Her Majesty’s Inspectorate of Constabulary looked at how well the force prevents crime and anti-social behaviour, investigates crime and manage offenders, protects vulnerable people, supports victims and tackles serious and organised crime.
It was judged good at preventing crime and anti-social behaviour and tackling serious and organised crime – but was warned it needs to improve the way it manages offenders and investigates crime.
Overall it was rated as ‘requiring improvement’ at keeping people safe and reducing crime.
One of the issues highlighted was the length of time it takes officers to respond to crimes because of how busy they are.
HMIC inspector Mike Cunningham said: “HMIC judged that overall South Yorkshire Police needs to improve how it reduces crime and keeps people safe. In particular, the force needs to ensure that it responds with appropriate promptness to reports of crime.
“HMIC was concerned to find that due to high levels of demand, officers are not able to pursue investigative opportunities consistently in a timely way.
“Officers are becoming frustrated and we are concerned that evidential opportunities may be lost along with the confidence of victims and witnesses.”
The force was praised for the way it ‘engages well with communities’ and uses the full range of powers available to ‘tackle organised crime groups and associated low-level crime, and anti-social behaviour’.
Deputy Chief Constable Dawn Copley said: “We welcome the feedback from HMIC, which concluded that effectiveness within the force requires improvement.
“This overall grade is made up of four areas – two of which were graded as ‘good’ and two which ‘requires improvement’. This feedback will allow us to further improve and strengthen our services.
“Overall, HMIC recognise that the force works well to prevent crime and anti-social behaviour, and we have been successful in maximising the proportion of our staff on front line duties against a reducing workforce.
“The feedback about how effectively we tackle serious and organised crime, including the use of the full range of legal powers, is welcomed, as these matters affect all our communities.”
Dr Alan Billings, South Yorkshire Police and Crime Commissioner, said:“HMIC reports are useful for me when I hold the force to account. They help me see more clearly the areas that need greater attention.
“This report concentrates on how effective the force is at preventing and investigating crime and anti-social behaviour, tackling serious and organised crime and protecting victims and the vulnerable. It is a mixed picture of ‘good’ and ‘requiring improvement’.
“I am pleased that the force is considered ‘good’ at preventing crime and anti-social behaviour, and keeping people safe. Keeping people safe is the overall outcome of the Police and Crime Plan that I produce each year. Wherever I go, people in all communities say they want the police to keep them safe. I believe the decision to keep neighbourhood teams with PCSOs was the right one, even though numbers are becoming stretched. We shall keep PCSO numbers at existing levels – 225 – for the coming years.
“It is also good news that the force is ‘good’ at tackling serious and organised crime and fulfilling national responsibilities, including cyber-crime.

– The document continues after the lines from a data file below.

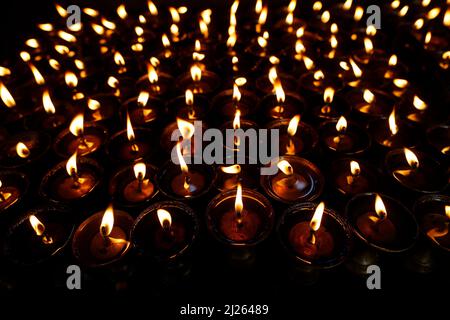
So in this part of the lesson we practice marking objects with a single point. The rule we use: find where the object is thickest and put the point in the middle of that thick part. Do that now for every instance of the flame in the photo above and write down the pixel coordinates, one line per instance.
(186, 128)
(234, 169)
(71, 165)
(152, 74)
(118, 59)
(4, 71)
(77, 125)
(285, 167)
(6, 96)
(368, 96)
(238, 204)
(433, 13)
(279, 92)
(380, 209)
(183, 165)
(22, 150)
(371, 30)
(237, 119)
(130, 131)
(165, 41)
(392, 123)
(446, 20)
(428, 37)
(37, 225)
(140, 170)
(368, 46)
(196, 73)
(347, 5)
(164, 217)
(359, 13)
(236, 93)
(317, 217)
(122, 11)
(419, 104)
(293, 125)
(107, 223)
(400, 83)
(341, 125)
(356, 69)
(328, 95)
(152, 8)
(71, 79)
(411, 158)
(355, 168)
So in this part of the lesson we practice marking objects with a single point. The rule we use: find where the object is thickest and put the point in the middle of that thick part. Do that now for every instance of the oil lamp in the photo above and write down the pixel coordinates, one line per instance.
(103, 238)
(83, 138)
(433, 214)
(240, 217)
(416, 171)
(144, 109)
(71, 181)
(130, 144)
(165, 231)
(382, 222)
(393, 132)
(189, 107)
(343, 137)
(24, 149)
(296, 137)
(297, 179)
(183, 182)
(353, 176)
(134, 185)
(314, 236)
(281, 105)
(41, 234)
(13, 188)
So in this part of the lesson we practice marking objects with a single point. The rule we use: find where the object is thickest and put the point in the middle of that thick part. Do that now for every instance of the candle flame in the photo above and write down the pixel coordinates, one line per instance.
(355, 168)
(107, 223)
(77, 125)
(341, 125)
(152, 74)
(130, 132)
(328, 95)
(392, 123)
(368, 96)
(196, 73)
(368, 45)
(140, 170)
(164, 217)
(237, 119)
(6, 96)
(279, 92)
(183, 165)
(238, 203)
(380, 208)
(186, 128)
(189, 97)
(317, 217)
(37, 225)
(234, 169)
(71, 79)
(93, 104)
(285, 167)
(71, 165)
(419, 104)
(293, 125)
(411, 158)
(22, 150)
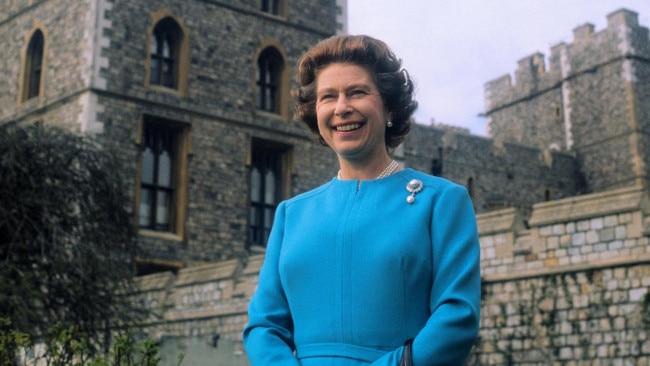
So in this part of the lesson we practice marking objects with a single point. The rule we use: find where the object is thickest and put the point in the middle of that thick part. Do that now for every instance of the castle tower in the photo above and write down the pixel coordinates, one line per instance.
(593, 101)
(195, 94)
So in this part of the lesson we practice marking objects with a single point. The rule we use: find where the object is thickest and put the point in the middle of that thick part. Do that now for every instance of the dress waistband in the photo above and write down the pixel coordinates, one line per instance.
(361, 353)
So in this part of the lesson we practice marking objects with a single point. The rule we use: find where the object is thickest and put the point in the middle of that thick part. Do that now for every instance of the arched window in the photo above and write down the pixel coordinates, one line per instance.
(268, 185)
(33, 66)
(470, 187)
(165, 53)
(274, 7)
(270, 65)
(271, 6)
(164, 149)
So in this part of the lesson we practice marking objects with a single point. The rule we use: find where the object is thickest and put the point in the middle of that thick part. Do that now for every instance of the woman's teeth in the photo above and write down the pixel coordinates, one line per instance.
(346, 128)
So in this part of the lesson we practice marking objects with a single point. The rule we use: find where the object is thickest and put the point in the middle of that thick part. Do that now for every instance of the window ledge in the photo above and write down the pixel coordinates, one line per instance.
(160, 235)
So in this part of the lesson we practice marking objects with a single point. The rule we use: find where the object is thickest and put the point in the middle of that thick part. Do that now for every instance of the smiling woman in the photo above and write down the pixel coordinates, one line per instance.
(391, 260)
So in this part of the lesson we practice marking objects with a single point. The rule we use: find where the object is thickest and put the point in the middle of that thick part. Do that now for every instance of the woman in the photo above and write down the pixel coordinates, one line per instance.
(380, 254)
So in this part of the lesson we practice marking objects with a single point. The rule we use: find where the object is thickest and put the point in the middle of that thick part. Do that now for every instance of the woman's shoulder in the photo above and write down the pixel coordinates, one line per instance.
(429, 180)
(309, 194)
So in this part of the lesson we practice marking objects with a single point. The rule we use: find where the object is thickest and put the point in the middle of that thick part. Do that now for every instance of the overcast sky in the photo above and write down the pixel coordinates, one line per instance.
(453, 47)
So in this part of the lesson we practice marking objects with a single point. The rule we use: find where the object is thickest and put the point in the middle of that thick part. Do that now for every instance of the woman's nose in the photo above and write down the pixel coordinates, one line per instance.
(342, 106)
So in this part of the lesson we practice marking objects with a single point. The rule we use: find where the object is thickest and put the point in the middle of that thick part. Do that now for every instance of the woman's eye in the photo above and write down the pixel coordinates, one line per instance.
(326, 96)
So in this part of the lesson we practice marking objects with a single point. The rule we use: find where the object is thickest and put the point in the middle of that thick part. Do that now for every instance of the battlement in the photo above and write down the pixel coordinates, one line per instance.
(622, 37)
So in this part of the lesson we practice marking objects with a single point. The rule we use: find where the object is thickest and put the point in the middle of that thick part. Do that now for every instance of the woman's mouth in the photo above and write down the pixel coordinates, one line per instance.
(350, 127)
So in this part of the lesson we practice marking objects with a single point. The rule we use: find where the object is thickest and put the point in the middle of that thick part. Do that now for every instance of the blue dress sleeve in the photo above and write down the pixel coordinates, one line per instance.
(452, 328)
(268, 336)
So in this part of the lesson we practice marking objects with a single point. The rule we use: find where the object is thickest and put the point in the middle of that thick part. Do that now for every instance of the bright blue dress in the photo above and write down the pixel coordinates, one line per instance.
(352, 271)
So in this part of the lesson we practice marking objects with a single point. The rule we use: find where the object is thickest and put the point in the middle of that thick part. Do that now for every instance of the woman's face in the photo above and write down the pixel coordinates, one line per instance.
(350, 112)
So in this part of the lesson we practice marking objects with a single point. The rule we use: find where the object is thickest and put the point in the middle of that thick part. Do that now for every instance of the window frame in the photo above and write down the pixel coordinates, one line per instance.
(179, 177)
(283, 171)
(277, 8)
(32, 76)
(178, 33)
(280, 83)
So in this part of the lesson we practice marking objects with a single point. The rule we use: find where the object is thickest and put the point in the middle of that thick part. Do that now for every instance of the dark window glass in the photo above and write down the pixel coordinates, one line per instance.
(34, 64)
(165, 45)
(157, 189)
(265, 188)
(271, 6)
(269, 70)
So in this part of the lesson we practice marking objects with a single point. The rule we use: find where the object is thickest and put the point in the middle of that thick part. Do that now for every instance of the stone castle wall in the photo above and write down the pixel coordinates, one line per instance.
(592, 101)
(501, 174)
(571, 285)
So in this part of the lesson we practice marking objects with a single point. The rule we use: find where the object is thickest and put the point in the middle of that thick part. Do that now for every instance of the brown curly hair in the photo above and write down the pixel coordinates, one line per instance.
(393, 82)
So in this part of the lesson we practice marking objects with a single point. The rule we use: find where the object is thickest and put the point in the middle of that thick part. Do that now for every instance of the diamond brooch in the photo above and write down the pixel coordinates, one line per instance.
(414, 186)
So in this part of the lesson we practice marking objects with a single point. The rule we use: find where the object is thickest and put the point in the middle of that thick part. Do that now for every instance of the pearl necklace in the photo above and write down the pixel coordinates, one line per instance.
(388, 171)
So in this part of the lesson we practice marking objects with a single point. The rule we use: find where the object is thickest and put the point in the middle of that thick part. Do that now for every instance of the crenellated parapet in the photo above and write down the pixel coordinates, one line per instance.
(623, 37)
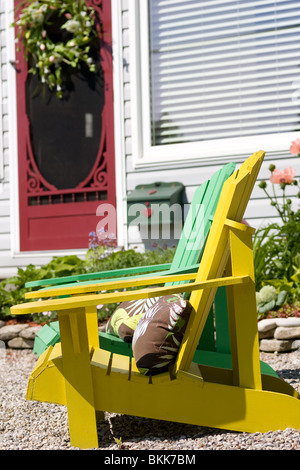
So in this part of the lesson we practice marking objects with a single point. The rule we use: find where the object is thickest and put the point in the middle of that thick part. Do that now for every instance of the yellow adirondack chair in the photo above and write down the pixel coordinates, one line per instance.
(89, 380)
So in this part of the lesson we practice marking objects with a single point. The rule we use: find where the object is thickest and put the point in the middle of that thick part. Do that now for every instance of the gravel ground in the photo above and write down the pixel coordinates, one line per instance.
(28, 425)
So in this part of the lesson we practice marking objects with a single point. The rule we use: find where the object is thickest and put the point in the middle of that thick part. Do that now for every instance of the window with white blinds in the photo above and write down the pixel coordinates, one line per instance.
(223, 69)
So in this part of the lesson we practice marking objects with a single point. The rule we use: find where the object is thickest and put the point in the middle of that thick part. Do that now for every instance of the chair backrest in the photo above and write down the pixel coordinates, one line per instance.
(232, 204)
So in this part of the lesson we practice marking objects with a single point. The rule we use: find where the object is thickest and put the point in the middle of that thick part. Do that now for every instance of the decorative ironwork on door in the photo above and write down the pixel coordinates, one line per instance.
(66, 150)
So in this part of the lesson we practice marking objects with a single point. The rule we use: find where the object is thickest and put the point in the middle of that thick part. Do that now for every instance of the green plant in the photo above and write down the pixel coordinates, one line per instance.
(103, 256)
(277, 244)
(12, 290)
(56, 35)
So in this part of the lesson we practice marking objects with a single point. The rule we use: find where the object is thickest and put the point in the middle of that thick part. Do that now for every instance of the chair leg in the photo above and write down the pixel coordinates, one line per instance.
(78, 378)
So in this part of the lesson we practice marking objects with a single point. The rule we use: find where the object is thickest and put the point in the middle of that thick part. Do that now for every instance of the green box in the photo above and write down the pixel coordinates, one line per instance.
(156, 203)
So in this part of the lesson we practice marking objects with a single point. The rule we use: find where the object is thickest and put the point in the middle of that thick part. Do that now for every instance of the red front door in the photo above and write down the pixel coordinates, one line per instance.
(66, 151)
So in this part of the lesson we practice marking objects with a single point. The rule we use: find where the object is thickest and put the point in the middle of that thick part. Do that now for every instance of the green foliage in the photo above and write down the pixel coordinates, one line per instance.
(12, 290)
(269, 299)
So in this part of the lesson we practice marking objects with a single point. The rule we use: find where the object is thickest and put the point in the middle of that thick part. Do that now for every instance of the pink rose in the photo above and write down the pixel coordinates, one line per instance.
(295, 147)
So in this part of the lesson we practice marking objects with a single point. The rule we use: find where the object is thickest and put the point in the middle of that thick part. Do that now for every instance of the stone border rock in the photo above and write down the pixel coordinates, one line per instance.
(275, 335)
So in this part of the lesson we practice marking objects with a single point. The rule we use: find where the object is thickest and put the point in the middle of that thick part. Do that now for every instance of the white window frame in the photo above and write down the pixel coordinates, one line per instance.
(144, 154)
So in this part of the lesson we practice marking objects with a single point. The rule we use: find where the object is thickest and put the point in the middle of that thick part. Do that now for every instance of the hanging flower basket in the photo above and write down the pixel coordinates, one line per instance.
(56, 35)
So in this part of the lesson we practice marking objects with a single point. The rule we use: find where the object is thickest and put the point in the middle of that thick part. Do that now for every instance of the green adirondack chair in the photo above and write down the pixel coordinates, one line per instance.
(186, 259)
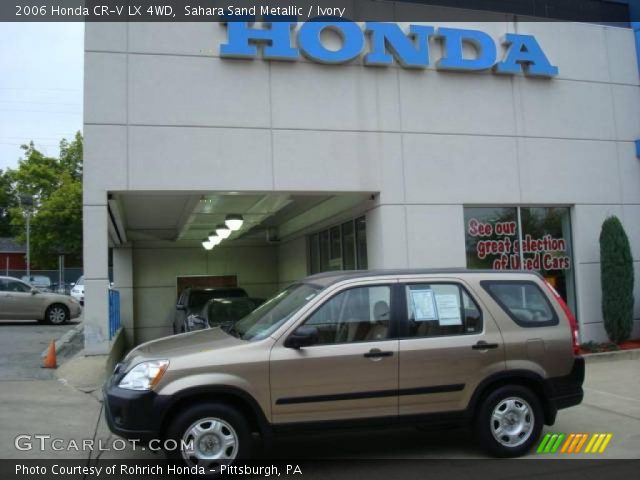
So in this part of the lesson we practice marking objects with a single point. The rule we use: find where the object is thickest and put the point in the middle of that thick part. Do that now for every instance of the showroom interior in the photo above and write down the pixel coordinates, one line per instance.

The report acknowledges that South Yorkshire has some very experienced and capable officers.
“But the force will have to work at improving the way it investigates crime more generally and manages offenders. The latter will require greater co-operation with other agencies. However, I note that victim satisfaction levels remain above the national average. I also note the strain that has been placed on the force due to cuts in grant and therefore in numbers. We need to find more savings from areas other than the workforce if the good work is to be built upon.
“I shall be particularly concerned to ensure that the force thinks more carefully about how it protects from harm those who are vulnerable andthose who become victims of crime.
“I am very pleased that the report recognises the steps that have been taken to improve the force’s response to child sexual exploitation. It states clearly that there is now strong leadership in place and it is ‘well-prepared’ to tackle child sexual exploitation.
“But more needs to be done to understand domestic abuse and help the victims and their children.
“Protecting the vulnerable will be a key priority for the renewed Police and Crime Plan which I shall be publishing in a few weeks time. We need to expand our understanding of who the vulnerable are.
“There are also growing categories of victims that need sensitive help,such as those suffering domestic abuse or those caught up in modern slavery and trafficking. We are only just beginning to recognise the scale of the problem.
“I will use this report to focus the attention of the police on these areas of growing concern.”